By Makini Brice and Jonathan Stempel
(Reuters) -Pennsylvania officials told a federal appeals court on Tuesday it should reject a bid by U.S. President Donald Trump's campaign to block President-elect Joe Biden from being declared the winner of the battleground state, according to a court filing.
Lawyers for Trump's campaign have asked the U.S. Third Circuit Court of Appeals to halt the "effect" of the state's results. The results were certified earlier on Tuesday, clearing the way for Biden to receive the state's 20 electoral votes and dimming Trump's long-shot quest to change the outcome of the election.
While Trump's administration begins the process of formally transitioning the government to Biden, Trump's campaign is appealing a decision made by a lower court judge, who rejected claims of inconsistent treatment of mail-in ballots. Some counties told voters they could fix defective ballots, such as a missing "secrecy envelope," while others did not.
U.S. District Judge Matthew Brann dismissed the case, saying he had "no authority to take away the right to vote of even a single person, let alone millions of citizens."
In appealing the decision, the Trump campaign said it was focusing on the "narrow" question of whether Brann improperly refused to let it amend the lawsuit a second time.
The campaign wants to add back allegations it dropped from the case, including a claim that its due process rights were violated.
"The Trump Campaign seeks to needlessly draw out this futile legislation by asserting the right to reinstate meritless claims they excised and abandoned in the District Court in a well-publicized effort to undermine this election and, ultimately, democracy itself," lawyers for four of the counties involved in the lawsuit wrote in a court filing.
The campaign on Monday denied trying to disenfranchise the state's 6.8 million voters and said it wanted an expert to "sample" 1.5 million mail ballots to determine how many were defective.

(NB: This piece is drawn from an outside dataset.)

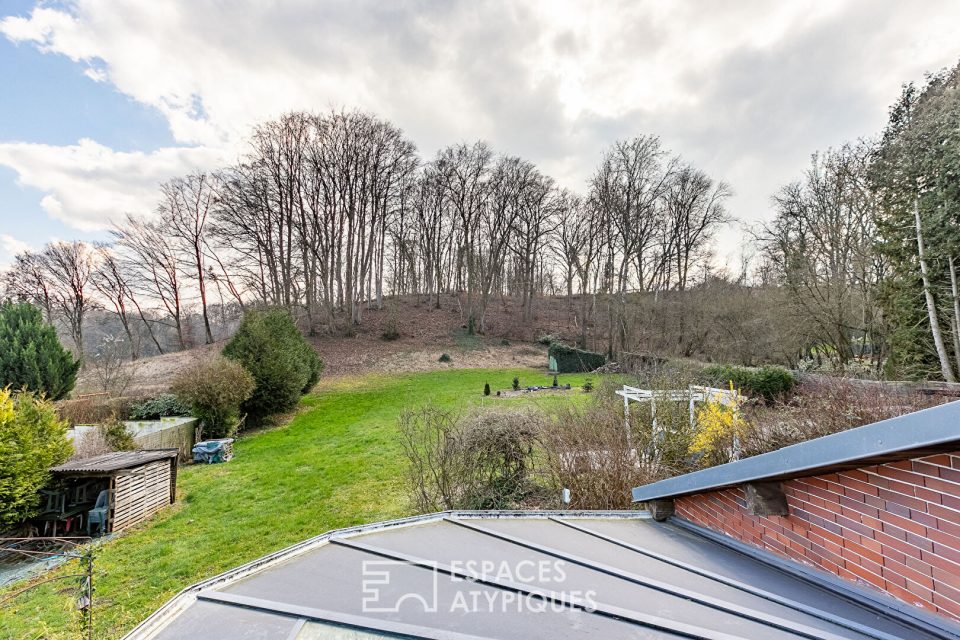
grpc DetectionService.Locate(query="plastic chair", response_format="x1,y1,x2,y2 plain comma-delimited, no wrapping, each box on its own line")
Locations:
87,489,110,535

Those defective ballots, the Trump campaign said, should be "deducted from Biden's votes, which may change the result of the election."
Biden received nearly 81,000 more votes than Trump in the state.

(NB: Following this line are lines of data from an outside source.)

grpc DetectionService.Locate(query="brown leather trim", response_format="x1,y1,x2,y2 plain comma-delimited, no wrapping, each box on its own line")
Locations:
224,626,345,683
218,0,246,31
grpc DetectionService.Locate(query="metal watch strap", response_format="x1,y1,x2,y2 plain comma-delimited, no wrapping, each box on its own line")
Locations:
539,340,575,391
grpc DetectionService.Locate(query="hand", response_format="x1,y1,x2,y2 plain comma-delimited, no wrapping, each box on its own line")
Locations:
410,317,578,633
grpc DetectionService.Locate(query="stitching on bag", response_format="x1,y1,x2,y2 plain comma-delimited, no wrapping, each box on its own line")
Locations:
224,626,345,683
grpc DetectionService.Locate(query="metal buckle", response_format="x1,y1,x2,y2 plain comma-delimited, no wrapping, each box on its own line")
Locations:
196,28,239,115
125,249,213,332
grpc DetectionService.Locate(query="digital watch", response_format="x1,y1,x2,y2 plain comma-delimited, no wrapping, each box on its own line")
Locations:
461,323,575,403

Even if Trump was able to overturn the election results in Pennsylvania, he would need to invalidate the results in two other key states to change the outcome of the election.
"Trump did not succeed in Pennsylvania and he will not succeed anywhere else," Bob Bauer, an adviser to Biden, said in a statement on Tuesday.
If the campaign loses its appeal, it could ask the U.S. Supreme Court to take up its case.